Understanding structure is often the key to devising antibiotics and other therapies that can interfere with unwanted biological activity -- for example, the ability of infectious bacteria to synthesize proteins can be wrecked by jamming their ribosomes, if the ribosome structure is known in detail. Single-particle reconstruction with cryo-EM holds the promise of providing many high-resolution structures which may be difficult or impossible to obtain otherwise.

Instead of trying to coax molecules to arrange themselves in a repeating crystalline structure, as is necessary for x-ray crystallography, cryo-EM uses individual molecules frozen in random orientations. Capturing two-dimensional images of the molecule from many different angles allows powerful computers to recreate the structure in three dimensions, a process molecular biologist Robert Glaeser of Berkeley Lab's Physical Biosciences and Life Sciences Divisions, who is also a professor of biochemistry and molecular biology at the University of California at Berkeley, calls "crystallization in silico."

"In theory, you need twice as many particles as the molecular weight of what you want to image," explains Umesh Adiga, a member of Glaeser's laboratory and a staff scientist in the Physical Biosciences Division. Molecular weight roughly corresponds to the number of atoms in the molecule. "So for a molecule with half a million atoms, you need a million particle images -- thousands for each orientation."

These must be chosen from many millions of candidates, and each must show the whole particle and nothing but the particle. A typical micrograph may show fifteen hundred or more particles, but picking them out isn't easy. The microscope's electron beam has to be kept at low power to prevent radiation damage, so the signal-to-noise ratio is low and the particles are barely perceptible shapes in a field of gray.

Automatic particle-picking methods have been devised to meet this challenge, but until now even the best yield more than 30 percent false positives -- either poor-quality images of particles or something else altogether, like debris or background noise. Therefore "a human still has to go through them and pick out the good ones," Adiga says.

Adiga and his colleagues decided that concentrating too much attention on the particle itself in the early stages of picking -- for example, approximating its shape and creating a template into which real images are forced to fit, a process common to all previous automatic methods -- simply added to the difficulty. "We decided that if there's noise, there's noise, so at first let's not deal with the particle but with the noise," he says. "If the particle is the foreground, we deal with the background."

By first establishing the average gray-scale range of the particles of interest, contrast can be maintained while the fine texture of the background is smoothed out. The smoothed-out background is then subtracted.

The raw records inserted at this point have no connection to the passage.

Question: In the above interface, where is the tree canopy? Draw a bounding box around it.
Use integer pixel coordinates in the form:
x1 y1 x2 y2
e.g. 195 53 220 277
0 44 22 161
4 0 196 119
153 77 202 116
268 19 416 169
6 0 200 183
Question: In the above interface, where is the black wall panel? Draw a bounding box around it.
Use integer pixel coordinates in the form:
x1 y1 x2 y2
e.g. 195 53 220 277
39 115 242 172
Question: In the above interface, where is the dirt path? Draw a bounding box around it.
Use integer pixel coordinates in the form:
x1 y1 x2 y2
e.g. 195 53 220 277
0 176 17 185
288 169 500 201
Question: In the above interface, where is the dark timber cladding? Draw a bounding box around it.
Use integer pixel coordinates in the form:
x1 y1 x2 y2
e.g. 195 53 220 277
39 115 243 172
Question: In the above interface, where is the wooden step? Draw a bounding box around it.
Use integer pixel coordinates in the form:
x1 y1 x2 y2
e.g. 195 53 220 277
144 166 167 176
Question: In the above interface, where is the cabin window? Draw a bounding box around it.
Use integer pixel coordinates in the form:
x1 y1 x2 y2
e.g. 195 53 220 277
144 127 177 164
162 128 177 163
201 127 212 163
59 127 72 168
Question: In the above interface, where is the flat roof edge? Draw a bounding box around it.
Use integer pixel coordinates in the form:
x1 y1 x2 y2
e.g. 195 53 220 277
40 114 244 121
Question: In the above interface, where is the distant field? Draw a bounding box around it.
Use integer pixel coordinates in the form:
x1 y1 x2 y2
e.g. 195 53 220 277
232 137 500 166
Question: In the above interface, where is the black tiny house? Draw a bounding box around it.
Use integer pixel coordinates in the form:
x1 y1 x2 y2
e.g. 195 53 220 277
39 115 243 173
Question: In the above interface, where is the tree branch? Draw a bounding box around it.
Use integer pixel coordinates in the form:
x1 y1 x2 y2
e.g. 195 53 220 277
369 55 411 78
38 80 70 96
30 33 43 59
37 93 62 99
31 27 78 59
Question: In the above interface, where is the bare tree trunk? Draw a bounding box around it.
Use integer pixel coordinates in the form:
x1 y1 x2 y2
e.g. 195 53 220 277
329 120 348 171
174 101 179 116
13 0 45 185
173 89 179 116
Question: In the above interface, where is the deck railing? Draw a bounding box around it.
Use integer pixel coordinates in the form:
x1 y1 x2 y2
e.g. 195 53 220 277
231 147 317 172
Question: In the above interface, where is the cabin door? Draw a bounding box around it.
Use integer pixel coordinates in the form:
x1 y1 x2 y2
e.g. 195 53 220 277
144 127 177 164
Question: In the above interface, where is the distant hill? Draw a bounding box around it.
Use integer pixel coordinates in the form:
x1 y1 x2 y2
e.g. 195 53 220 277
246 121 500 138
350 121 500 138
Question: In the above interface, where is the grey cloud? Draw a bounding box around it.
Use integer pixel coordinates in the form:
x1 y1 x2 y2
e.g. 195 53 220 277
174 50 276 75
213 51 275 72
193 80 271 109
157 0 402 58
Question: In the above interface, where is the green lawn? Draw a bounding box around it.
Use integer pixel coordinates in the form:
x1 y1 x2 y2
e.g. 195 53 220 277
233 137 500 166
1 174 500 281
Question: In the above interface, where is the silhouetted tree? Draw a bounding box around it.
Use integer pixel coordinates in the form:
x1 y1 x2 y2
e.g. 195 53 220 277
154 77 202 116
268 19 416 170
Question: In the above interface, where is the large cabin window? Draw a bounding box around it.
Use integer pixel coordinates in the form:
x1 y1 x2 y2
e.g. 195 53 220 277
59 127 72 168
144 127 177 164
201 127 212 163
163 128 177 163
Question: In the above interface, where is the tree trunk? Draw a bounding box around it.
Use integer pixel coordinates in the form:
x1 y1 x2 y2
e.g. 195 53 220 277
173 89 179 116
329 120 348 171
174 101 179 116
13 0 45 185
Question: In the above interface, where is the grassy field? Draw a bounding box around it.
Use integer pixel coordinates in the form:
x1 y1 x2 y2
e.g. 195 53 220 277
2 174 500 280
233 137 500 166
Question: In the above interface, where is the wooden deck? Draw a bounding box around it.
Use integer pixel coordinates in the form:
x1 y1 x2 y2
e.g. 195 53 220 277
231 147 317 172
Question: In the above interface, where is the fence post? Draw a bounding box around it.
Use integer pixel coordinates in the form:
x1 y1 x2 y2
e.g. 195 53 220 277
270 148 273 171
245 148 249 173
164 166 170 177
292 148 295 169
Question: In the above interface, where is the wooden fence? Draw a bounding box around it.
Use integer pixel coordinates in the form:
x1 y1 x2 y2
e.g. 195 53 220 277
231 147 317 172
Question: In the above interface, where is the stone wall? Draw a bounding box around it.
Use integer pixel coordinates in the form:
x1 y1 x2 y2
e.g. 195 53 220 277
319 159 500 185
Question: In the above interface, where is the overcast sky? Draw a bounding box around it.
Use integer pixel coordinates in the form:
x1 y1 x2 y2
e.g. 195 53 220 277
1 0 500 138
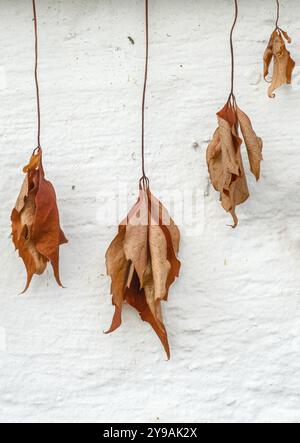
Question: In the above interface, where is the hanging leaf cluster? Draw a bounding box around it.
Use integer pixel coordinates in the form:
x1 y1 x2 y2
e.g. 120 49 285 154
264 28 295 98
11 149 68 292
105 189 181 358
9 0 298 360
207 101 263 227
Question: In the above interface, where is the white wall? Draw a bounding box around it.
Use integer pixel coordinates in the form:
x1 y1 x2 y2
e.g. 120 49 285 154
0 0 300 424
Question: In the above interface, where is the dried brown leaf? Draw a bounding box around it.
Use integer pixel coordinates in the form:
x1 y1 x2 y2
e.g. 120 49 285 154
11 149 67 292
264 29 295 98
123 192 148 285
105 227 129 333
105 189 181 359
149 224 171 302
236 107 263 181
125 270 170 359
149 193 180 254
207 103 262 227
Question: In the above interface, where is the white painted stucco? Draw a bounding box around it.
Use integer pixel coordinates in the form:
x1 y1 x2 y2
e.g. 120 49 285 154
0 0 300 423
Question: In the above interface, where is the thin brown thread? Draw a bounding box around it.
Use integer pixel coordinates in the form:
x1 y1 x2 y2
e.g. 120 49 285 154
139 0 150 191
32 0 41 149
265 0 283 84
275 0 280 30
228 0 238 106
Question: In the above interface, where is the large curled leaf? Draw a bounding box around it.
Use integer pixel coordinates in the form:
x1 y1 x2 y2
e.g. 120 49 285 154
206 103 263 227
11 148 67 293
264 29 295 98
105 189 181 359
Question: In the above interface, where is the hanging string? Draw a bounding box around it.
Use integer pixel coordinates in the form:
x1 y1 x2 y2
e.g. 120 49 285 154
32 0 41 150
265 0 283 85
228 0 238 106
139 0 150 191
275 0 280 30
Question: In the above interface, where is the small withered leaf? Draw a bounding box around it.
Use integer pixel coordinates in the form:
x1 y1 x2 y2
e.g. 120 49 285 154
105 227 128 333
143 261 157 319
206 102 263 227
123 195 148 286
105 189 181 359
11 148 67 293
149 193 180 255
15 175 29 213
125 270 170 359
264 29 295 98
148 223 171 303
236 107 263 181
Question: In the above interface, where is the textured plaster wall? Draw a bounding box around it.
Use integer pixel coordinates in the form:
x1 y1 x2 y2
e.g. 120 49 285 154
0 0 300 424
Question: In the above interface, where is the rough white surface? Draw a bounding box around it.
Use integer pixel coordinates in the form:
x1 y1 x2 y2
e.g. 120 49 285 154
0 0 300 424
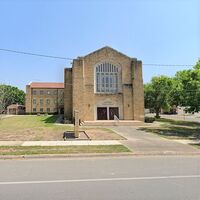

The next steps involve a procedure called segmentation, developed by Adiga and his colleagues. After the background is subtracted, the micrograph is rendered in high contrast. Only shapes of a certain size and brightness are retained; all the rest are thrown away in a step called binarization, or thresholding. "You need not know how the particle looks before you set out to pick good images of it, only how big it is," says Adiga.

The thresholding procedure is iterative, but eventually the processed high-contrast particle images can be matched unambiguously with their originals in the more highly detailed, low-contrast micrograph. Some images may still remain problematic -- for example, some particles may be so close together they appear to be touching; in these cases, an additional procedure called "pinch-off" separates candidates that aren't actually connected and discards those that are. Boxes are drawn around the final picks and their image quality is enhanced by an operation called "shrink-wrapping."

If a portion of an adjacent particle protrudes into the box, it is automatically discarded and replaced with a pattern textured like the rest of the background. At this end stage of the procedure -- although not at the beginning -- it may be advantageous to use templates (which include shape information about the particle) to refine identifications.

Scores of micrographs are needed to supply the hundreds of thousands of particles in a typical large-molecule reconstruction, but a program user needs to set parameters like particle size and gray-scale range only once, on a single micrograph. Thereafter the program runs on its own, sorting through each micrograph in about ten minutes.

Adiga and his colleagues tested the new algorithm by using it to pick images from among over 130,000 ribosome particles in 55 micrographs provided by the Wadsworth Center of the New York State Department of Health in Albany. Adiga separately inspected the 55 micrographs by eye and "manually" selected particles, well over 80 percent of which turned out to be the same as those picked by the program. Fewer than 10 percent of the images chosen by the program were false positives.